Başka illerde de bunun örnekleri var. Edirne gibi bir ilin öğretmenevsiz olması kimseyi rahatsız etmiyor mu?
Buradan sormak gerekir. Bu binanın yapılmasında öğretmenlerin çabaları ve maddi katkıları var bu binanın yapılması için en çok onlar mücadele etti, binanın yıkılmasında neden öğretmenlerin tepkisi olmadı?
Ne acıdır ki bu binanın yıkılması sırasında öğretmenlerden ve öğretmen derneklerinde bir tepki gelmedi. Öğretmenevi bulunmayan bir Edirne onları rahatsız etmiyor mu?
Öğretmen kuruluşlarımız öğretmenler sendikalarımız bu binanın akıbeti hakkında bilgi sahibi olmaları gerekmez mi?
Buradan bir kez daha hatırlatmak istiyorum. Binanın çürük olduğu gerekçe gösterilerek öğretmenevi yıktırıldı.
Bu binanın yerine yine aynı amaca hizmet edecek bir bina mı yapılacak, yoksa bu alan başka amaç için mi kullanılacak.
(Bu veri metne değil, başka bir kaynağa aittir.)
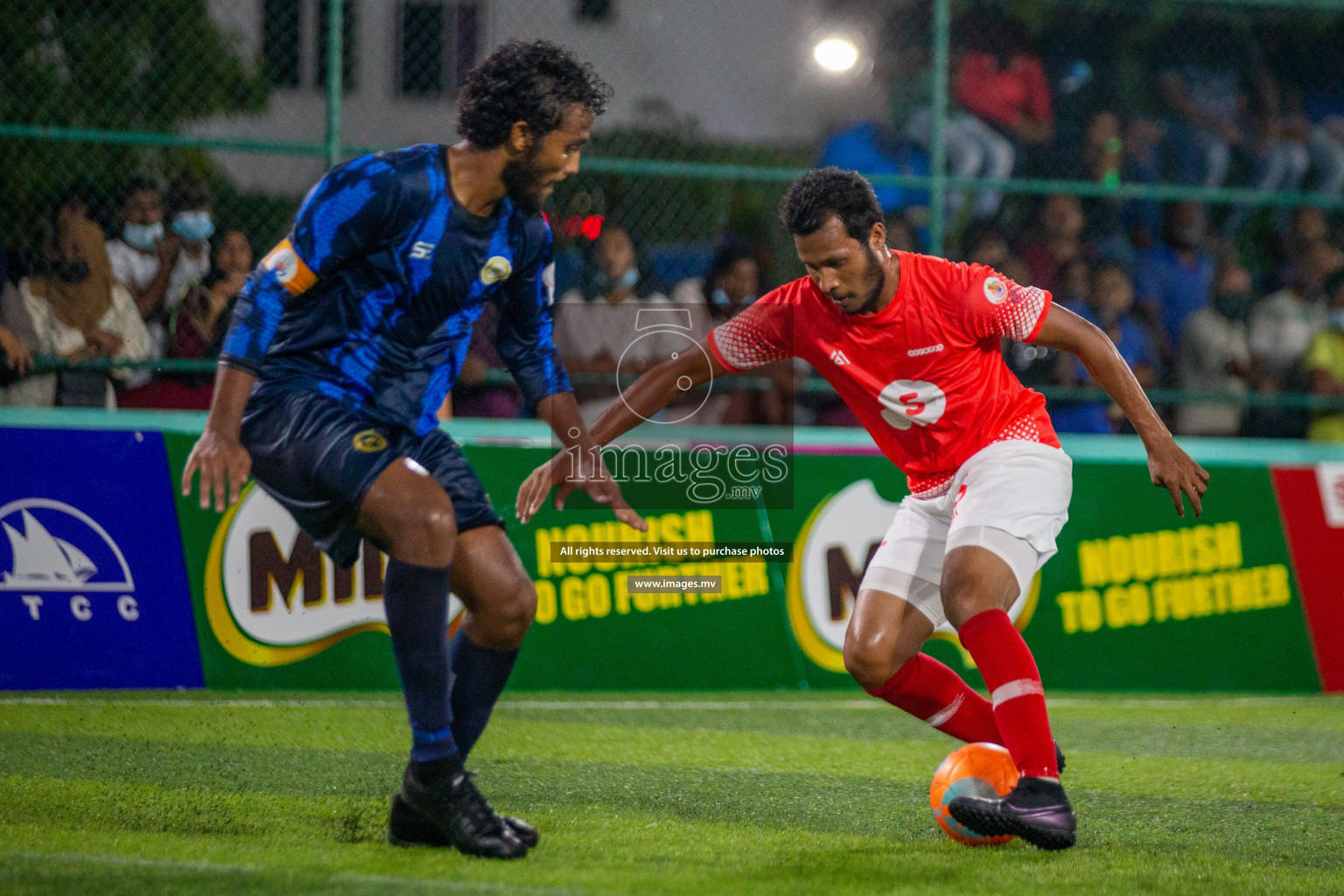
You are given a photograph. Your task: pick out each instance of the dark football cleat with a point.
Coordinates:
(408, 828)
(1035, 810)
(452, 813)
Bu konuda yetkili her kimse kamuoyunu tatmin edici bir açıklama yapması gerekir.
Öğretmenlik gibi kutsal meslek mensuplarının bir araya geldiği birçok sosyal etkinliğin panellerin, konferansların yapıldığı bir bina apar topar yıktırıldı. Adı üzerinde öğretmenevi yani öğretmenlerimizin ev gibi ortak kullanacakları bir yer sadece bina çürük diye mi yıktırıldı, yoksa arkasında başka nedenler mi var, Çürük raporunu kimler vermiş?
Eğer o bina çürük olarak kabul ediliyorsa Edirne’de kamu kurumları arasında yüzlerce konut çürük ve yıkılması gerekiyor demektir: yetkililerden bu konuda inandırıcı açıklama bekliyoruz.
YOLLAR KİRLETİLİYOR
Carrefur’un yanında boş bir alan var. burası bazı araçlar için park alanı olarak kullanılıyor. yağmurlu günlerde burada park eden araçlar zemin toprak olduğu için araçlar çamurdan güçlükle çıkıyor. Tekerlekleri çamurlanan araçlar gittikleri yerlerde yolların kirlenmesine neden oluyor. Mahalle sakinleri yağmurlu havalarda burada park eden araçlar nedeniyle yolların çamurla kaplandığı konusunda yakınmalarda bulundular.
Çevresi ve içi çöplük haline dönen bu boş arsanın araç parkı olarak kullanılmasının doğru olup olmadığını, eğer park olarak kullanılacaksa ona göre düzenleme yapılması gerektiğini söylediler.Bu tür boş alanların kirlenmemesi için çevresinin sarılmasının en doğru yöntem olduğunu ifade ederek boş alanın burada çirkin görüntü oluşturduğunu yağışlı havalarda burada park halinde olan araçların yolları kirlettiğinden yakındılar.
DİŞÇİ KOLTUĞUNDA
Diş hekimi dişçi koltuğunda elindeki pamuğu ağzına bastırarak yatan genç kadına
“ Hanımefendi” dedi, “ Bu diş çekimi için sizden maalesef iki misli ücret almak zorundayım”
Kadın şaşırarak sordu:
“ neden doktor bey?”
Diş hekimi kadına canı sıkılmış bir halde cevap verdi:
“ dişinizi çıkarırken o kadar yaygara yaptınız ki, bekleme salonunda bulunan müşterilerimden ikisi çığlıklarınızı duyunca salonu terk ettiler!”
BİZ GÜNEŞE GİDECEĞİZ
Bir toplantıda konuşurken Amerikalı:
Biz Marsa gideceğiz, demiş
Alman:
Biz de yakıtsız giden otomobil üreteceğiz demiş.
Fransız:
Atom bombasını etkisiz hale getirecek projelerimiz var diye cevap vermiş.
Bizim Karadenizli de onlardan geri kalmamak için :
Biz de güneşe gideceğiz demiş.
Yanındakiler “ Güneşe gitmeniz mümkün değil güneş yakar” demişler
Karadenizli: “ biz o kadar aptal değiliz tabi, biz güneşe akşam serinliğinde gideceğiz” cevabını vermiş.